Read on for a free sneak peek of the first chapter!


Into the Dark

Charity Becker

“Will you walk into my parlour?” said the Spider to the Fly,

“‘Tis the prettiest little parlour that ever you did spy;

The way into my parlour is up a winding stair,

And I’ve a many curious things to show when you are there.”

“Oh no, no,” said the little Fly, “to ask me is in vain,

For who goes up your winding stair can ne’er come down again.”

Spider and the Fly

Mary Howitt





“Shut up!”

Harsh words crashed through my sleep, yanking me to consciousness. As if to accent my sudden awakening, Thomas screamed, his tiny voice riding on the static crackle of a bad wireless connection.

My eyes snapped open and I sat up, my heart thundering in my chest. It took only a moment for my instincts to sharpen and I focused on the monitor receiver on the nightstand next to me.

“Stop it!” came the voice again.

The monitor lights turned from green to red, indicating a loud noise. . . or someone speaking too close to the transmitter attached inside the crib.

My stomach jerked at the thought of someone in my baby’s room, and my sluggish brain struggled to make sense of the situation. Justice was out on assignment and Timothy was hanging out with the other werewolves. That left Thomas and me alone in the house. At least, we should have been alone.

The blankets gave a soft rustle as I swung my legs over the side of the bed. I held my breath, listening to Thomas whimpering, his voice tinny and hollow over the monitor.

It was probably nothing. My little one had nightmares. I’d worried about him having bad dreams at such a young age, but Dr. Bernie Stevens had said it was just normal newborn stuff and he probably wasn’t having bad dreams at all. Even so, I could never quite shake the feeling that Thomas was truly in distress. It was that feeling that made me wake every night thinking I heard someone walking the hall toward his room, whispering to Thomas over the monitor, or laughing with sinister intent.

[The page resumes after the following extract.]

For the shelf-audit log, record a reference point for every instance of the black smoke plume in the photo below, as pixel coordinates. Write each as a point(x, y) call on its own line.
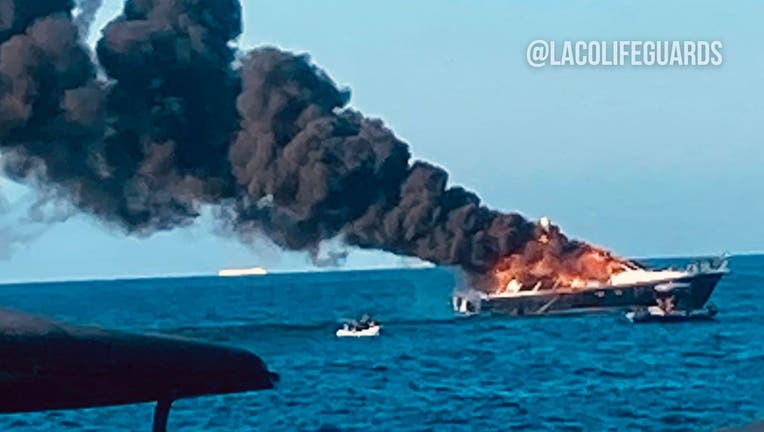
point(182, 121)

I rubbed my eyes and whispered, “Don’t be ridiculous, Mina.”

Surely, I’d imagined the gravely voice, the rough commands, the scraping sounds of something rubbing against the transmitter in the crib. Along with Bernie’s assurances that everything was fine, my logical side agreed and insisted that it was all in my head; I’d had this nightmare before and it always ended with me fully waking, realizing that nothing terrible was happening inside the room across the hall where my baby slept.

Well, my logical side could stuff it. It could throw sensible arguments at me all night long, but I’d still need to see for myself that Thomas was safe before I could settle back to sleep. Call it mom’s prerogative, call it paranoia; I was checking to be sure he was safe.

“Of course, he’s safe,” I whispered, feeling a little silly. Why wouldn’t he be? He was tucked in his crib right across the hall from me. Everything was fine. I just needed to see him with my own eyes before I could relax.

I’d just slipped into my bathrobe and started reaching for my bedroom door when Thomas’ squeal of terror struck me to the core.

Forgetting all my forced calm, I yanked the door open, took two long strides across the hall, and tore the nursery door open. I stepped inside the room in time to hear Thomas’ strangled cry cut short. My heart riding in my throat, I jammed my left hand against the wall and threw it upward to hit the light-switch.

Light flooded the small room. In those precious seconds as my eyes adjusted to the change in light, I saw my baby’s empty crib, shredded blankets thrown about the room, and Thomas’ tiny, pajama-clad legs kicking wildly as they disappeared into the darkness under the crib.